C'est là que j'ai passé une grande partie de mes vacances d'enfance et d'adolescence. Là, dans cette maison pleine d'âme, pleine d'histoire, quelque part en Auvergne.

Je me souviens du puits, des lasagnes de mon oncle qui ont une saveur particulière que je n'ai jamais retrouvée, de la cueillette des champignons, de nos parents s'essayant un jour à la dictée de Pivot, de nos rires, de nos jeux, de nos disputes, entre nous et avec nos parents qui sont toujours les plus méchants de la terre, de nos balades en vélo, du reblochon, du feu que mon oncle allumait, des vieilles et grandes armoires, des araignées, de la tente plantée dans le jardin dans laquelle nous avions tenté de passer la nuit, nous petits enfants de la ville, des jupes de ma tante qui virevoltaient autour de ses chevilles, des parties de belote où j'ai longuement eu la chance du débutant, si bien que mon oncle ne voulait plus que moi comme partenaire, de ma cousine, beaucoup, et des liens indéfectibles qui se sont noués ainsi et qui nous unissent depuis.

C'est quelque chose que je ne retrouverai jamais, mais qui sera toujours là, un petit bout d'avant, et il me plaît de penser qu'un morceau de moi est resté là-bas.

11 comments:

Puce34/sev34 said...

Oh, toi aussi tu entretenais les tombes délaissées ?

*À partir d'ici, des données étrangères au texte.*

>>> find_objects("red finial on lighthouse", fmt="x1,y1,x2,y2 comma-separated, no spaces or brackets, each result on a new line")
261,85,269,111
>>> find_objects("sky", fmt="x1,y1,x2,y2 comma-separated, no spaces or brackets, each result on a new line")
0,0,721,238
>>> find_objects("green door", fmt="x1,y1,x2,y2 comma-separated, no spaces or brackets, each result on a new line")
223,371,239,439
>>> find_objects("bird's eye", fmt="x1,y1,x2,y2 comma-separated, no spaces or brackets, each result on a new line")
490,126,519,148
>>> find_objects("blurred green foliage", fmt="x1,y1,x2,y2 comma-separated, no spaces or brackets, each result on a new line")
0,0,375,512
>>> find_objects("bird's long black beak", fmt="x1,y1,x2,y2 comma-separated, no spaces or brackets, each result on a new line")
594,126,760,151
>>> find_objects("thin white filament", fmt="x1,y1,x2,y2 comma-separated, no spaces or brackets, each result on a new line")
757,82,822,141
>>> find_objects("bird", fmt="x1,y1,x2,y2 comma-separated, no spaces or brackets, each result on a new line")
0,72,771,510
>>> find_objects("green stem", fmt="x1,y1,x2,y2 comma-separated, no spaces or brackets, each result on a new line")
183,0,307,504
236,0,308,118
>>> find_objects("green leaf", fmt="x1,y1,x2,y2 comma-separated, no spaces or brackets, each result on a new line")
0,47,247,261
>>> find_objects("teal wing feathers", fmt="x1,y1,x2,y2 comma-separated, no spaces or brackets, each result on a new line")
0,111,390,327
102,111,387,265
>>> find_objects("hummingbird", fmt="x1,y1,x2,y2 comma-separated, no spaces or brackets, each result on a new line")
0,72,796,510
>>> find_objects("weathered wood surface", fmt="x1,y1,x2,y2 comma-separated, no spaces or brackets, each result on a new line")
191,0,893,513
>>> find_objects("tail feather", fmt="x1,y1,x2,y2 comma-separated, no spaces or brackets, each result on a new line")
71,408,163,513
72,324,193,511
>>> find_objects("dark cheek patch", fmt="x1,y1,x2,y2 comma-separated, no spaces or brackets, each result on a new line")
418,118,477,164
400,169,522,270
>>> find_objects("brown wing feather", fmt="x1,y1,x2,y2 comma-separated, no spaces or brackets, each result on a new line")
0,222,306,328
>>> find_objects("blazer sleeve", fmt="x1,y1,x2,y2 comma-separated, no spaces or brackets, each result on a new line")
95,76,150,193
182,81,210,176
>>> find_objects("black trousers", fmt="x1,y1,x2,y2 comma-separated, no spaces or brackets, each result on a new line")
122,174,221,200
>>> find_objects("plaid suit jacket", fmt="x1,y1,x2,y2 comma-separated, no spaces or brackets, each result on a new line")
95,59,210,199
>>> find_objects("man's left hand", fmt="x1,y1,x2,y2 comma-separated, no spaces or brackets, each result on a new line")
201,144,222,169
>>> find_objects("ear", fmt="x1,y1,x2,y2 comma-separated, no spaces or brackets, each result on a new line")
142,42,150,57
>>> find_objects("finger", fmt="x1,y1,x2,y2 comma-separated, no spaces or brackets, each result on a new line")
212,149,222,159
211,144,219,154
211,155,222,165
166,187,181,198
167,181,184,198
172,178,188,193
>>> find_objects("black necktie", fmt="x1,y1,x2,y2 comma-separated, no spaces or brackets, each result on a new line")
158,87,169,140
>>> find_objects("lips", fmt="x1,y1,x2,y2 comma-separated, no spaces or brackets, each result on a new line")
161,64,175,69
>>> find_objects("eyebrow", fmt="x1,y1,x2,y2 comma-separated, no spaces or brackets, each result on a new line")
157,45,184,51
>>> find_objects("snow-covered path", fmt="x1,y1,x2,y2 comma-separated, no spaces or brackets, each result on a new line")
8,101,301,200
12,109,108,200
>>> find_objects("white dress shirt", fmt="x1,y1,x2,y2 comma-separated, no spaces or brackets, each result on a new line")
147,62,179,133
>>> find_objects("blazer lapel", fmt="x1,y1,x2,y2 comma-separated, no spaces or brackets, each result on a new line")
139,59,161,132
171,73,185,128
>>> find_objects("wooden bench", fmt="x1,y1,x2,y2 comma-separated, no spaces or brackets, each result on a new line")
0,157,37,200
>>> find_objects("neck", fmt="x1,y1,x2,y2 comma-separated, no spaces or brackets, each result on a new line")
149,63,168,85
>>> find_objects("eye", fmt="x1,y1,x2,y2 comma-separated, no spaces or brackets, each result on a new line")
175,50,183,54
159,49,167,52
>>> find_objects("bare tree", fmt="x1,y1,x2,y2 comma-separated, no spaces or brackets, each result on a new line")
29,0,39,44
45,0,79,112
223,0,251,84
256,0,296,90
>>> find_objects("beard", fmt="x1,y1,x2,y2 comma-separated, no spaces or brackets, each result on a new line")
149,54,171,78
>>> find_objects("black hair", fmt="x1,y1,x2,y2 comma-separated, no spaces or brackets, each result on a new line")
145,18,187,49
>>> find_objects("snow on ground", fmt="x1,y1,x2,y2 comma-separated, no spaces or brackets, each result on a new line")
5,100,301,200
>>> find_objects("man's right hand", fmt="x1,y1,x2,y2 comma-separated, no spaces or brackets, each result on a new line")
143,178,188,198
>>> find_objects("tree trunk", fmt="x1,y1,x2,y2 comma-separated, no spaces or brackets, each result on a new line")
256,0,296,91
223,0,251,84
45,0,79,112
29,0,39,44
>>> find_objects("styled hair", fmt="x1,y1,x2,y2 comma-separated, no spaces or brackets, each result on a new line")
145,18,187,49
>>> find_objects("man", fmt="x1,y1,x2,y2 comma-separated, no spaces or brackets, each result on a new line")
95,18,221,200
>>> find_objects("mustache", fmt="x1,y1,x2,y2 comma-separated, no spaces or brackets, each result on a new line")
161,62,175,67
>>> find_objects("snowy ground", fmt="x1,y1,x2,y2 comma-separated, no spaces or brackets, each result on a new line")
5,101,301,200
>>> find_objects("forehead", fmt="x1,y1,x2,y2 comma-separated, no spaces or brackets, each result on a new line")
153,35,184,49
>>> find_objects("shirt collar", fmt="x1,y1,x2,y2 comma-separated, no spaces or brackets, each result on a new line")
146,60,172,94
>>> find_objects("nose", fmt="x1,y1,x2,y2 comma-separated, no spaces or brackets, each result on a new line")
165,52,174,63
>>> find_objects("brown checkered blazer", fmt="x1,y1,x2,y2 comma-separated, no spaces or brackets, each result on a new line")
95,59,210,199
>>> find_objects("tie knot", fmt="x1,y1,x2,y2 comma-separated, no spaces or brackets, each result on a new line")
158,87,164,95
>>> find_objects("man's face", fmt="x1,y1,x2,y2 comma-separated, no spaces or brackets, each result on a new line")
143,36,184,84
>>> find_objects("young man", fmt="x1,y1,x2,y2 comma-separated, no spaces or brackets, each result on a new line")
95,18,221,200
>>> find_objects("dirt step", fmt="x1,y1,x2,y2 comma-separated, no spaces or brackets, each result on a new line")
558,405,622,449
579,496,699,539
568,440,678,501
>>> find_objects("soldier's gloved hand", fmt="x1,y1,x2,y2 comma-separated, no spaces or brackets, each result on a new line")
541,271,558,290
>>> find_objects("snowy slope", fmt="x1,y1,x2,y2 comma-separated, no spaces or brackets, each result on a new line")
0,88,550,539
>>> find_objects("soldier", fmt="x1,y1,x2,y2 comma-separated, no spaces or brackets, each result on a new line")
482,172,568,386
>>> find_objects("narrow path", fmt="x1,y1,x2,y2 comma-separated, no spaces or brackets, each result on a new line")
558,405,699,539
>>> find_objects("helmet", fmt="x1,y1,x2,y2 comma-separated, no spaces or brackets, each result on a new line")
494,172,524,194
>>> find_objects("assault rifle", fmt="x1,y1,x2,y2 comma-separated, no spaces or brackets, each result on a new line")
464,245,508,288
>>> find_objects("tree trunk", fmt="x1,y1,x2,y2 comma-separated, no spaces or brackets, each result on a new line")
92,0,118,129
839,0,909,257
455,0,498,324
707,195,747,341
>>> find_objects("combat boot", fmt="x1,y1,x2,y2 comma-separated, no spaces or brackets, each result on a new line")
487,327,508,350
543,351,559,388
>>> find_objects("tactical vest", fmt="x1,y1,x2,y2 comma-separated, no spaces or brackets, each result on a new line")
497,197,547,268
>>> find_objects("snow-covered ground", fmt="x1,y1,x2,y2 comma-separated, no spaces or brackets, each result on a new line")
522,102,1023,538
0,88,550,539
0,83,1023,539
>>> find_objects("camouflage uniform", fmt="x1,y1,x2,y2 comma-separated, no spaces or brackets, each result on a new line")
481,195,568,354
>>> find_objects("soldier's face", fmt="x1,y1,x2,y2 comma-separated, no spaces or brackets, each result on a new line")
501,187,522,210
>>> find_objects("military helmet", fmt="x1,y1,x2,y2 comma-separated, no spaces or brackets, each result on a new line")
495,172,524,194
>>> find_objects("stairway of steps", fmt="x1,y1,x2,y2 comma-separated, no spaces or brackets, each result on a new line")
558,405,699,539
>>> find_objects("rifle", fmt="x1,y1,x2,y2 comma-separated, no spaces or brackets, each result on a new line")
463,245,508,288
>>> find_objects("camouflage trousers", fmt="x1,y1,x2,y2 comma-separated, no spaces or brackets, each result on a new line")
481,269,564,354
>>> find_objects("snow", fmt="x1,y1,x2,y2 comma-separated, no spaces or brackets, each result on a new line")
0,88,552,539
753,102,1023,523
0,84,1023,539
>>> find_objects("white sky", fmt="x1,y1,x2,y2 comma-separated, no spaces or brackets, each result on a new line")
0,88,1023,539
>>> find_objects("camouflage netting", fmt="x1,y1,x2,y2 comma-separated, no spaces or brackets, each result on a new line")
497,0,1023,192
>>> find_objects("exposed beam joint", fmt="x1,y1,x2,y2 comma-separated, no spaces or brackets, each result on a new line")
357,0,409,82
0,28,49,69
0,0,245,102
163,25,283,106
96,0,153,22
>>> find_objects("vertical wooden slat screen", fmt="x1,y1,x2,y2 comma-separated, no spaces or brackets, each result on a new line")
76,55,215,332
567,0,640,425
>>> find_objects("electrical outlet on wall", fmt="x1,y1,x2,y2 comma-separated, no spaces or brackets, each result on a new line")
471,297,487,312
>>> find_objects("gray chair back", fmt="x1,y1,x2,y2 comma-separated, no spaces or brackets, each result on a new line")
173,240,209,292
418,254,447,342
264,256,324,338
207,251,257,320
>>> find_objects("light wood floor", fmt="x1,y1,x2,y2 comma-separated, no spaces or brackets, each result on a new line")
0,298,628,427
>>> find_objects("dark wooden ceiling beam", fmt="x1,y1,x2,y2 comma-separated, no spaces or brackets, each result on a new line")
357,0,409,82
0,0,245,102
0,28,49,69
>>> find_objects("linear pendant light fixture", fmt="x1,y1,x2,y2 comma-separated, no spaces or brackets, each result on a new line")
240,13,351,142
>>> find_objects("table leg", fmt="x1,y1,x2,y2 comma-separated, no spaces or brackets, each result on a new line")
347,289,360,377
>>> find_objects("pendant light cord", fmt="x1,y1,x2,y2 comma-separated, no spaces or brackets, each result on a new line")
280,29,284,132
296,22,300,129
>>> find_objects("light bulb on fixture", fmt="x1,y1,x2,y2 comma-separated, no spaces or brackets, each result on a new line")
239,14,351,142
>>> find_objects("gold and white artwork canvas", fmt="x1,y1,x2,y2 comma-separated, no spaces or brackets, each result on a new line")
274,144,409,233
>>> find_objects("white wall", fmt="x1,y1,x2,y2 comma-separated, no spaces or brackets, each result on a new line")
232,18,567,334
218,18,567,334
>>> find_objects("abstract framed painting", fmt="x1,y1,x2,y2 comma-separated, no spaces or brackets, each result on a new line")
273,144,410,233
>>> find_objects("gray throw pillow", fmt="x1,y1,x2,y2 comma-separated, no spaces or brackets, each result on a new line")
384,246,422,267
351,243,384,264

C'est un de mes souvenirs d'ado préféré.... Fleurir et nettoyer ces pierres qui portaient une histoire....

tanette said...

Une belle histoire que tu vas pouvoir raconter à ta libellule.
Bonne soirée à vous tous.

La Femme coupée en deux said...

Jolie note, pleine de tendresse, on s'y croirait en vrai...

dany said...

Magnifique post! Mais comment s'appelait ce lac ? je le connais peut-être, moi qui suis native d'Auvergne...

bricol-girl said...

Jolis souvenirs qui aident à vivre le présent.

Crazy Cat Lady said...

C'est drôle, je les ai également ces souvenirs, mais savoir que ces moments ne reviendront jamais m'arrache le cœur à chaque fois. Je n'arrive pas à en défaire !

liaht said...

Tiens, moi aussi je rendais justice en dépouillant les tombes trop garnies pour fleurir les délaissées !!!
Ces maisons de notre enfance ont participé à ce que nous sommes devenus adultes, j'en suis peruadée !

kousinn said...

Je me rappelle qu'une fois au cimetière, on s'était faite gronder par une dame qui n'appréciait pas notre bonne volonté..

la coccinelle n'est plus là, plutôt que de la laisser enfermée au garage elle a été adoptée par un amoureux des voitures

Moukmouk said...

Oui la famille élargie est bien importante, c'est dans ce milieu qu'on apprend le plus, il faudrait que l'école arrive à le comprendre.

Anonymous said...

j'ai beaucoup aimé lce texte de
j'ai reconnu un M.... d'autrefois , de vos vacances , des étés , j'aurais envie de l'embrasser pour avoir si bien compris le charme de notre pays
Colette

LiliLajeunebergere said...

J'ai écrit ce texte en pensant fort à quelqu'un... Ca s'est suffisamment senti pour que ma cousine passe le message, merci à elle.
Je pense à lui, chaque jour qui passe, lui qui a eu une importance qu'il n'imagine pas dans ma vie.
Cette fois, j'ai dit à temps mon amour, même si c'était de manière détournée.

Je suis ravie que la coccinelle orange soit toujours en un seul morceau.

Et je vois que ma cousine et moi n'étions pas les seules robins des cimetières!